I’m a cryer. I cry at weddings and funerals, during the sad parts of good movies or books. In any given situation where it is appropriate to cry, I do. The downside is that I sometimes feel the urge to cry when—at least in my opinion—it is NOT appropriate. The prime example is that I tend to cry when I am furious at something or someone.
It turns out, there’s advice for that.
Yar starts by acknowledging that there are times when people just don’t want to cry—e.g. in public places or at work. As I write, I’ll use “she” and “her” because women are more likely than men to cry. Indeed, 41% of women reported crying at work, compared to 9% for men. So, if you or your character doesn’t want to cry, here’s what Yar recommends.

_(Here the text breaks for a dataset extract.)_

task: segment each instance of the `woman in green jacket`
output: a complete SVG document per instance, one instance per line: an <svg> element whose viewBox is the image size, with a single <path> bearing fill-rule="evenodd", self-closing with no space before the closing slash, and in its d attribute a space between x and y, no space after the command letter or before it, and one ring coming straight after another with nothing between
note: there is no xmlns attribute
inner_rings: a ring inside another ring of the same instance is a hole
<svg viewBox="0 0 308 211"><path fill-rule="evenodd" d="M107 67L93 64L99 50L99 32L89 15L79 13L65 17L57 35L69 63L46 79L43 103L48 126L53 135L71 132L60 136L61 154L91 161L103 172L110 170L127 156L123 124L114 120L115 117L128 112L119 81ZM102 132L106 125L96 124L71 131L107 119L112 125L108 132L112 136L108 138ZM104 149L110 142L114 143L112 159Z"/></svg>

- Provide a prop, such as a stress ball or scribble pad. Doing something with her hand might distract her.
- Have her pinch the skin between her thumb and pointer finger. Tensing the muscles and doing something may make her feel less helpless. Apparently feeling passive and/or helpless often causes tears.
- Have her take deep, cleansing breaths. It facilitates feeling calm.
- She can pinch the bridge of her nose, near the tear ducts. Indeed, any self-inflicted pain (within limits) can be distracting.
- She can tilt her head back. The tears will literally not overflow for a second or two, providing time to focus on something else.
- She should literally step back from the situation and maintain a neutral facial expression while considering why she feels like crying.
- She can inform bystanders that she needs a moment to gather her thoughts and has to step away for a bit. She may then cry a bit or get over it, but no one will be watching.
While showing strong emotions is easy when you want to show it, showing efforts to suppress strong emotions is often more difficult. Using the techniques above, your reader will get what’s going on without stating it in the narrative.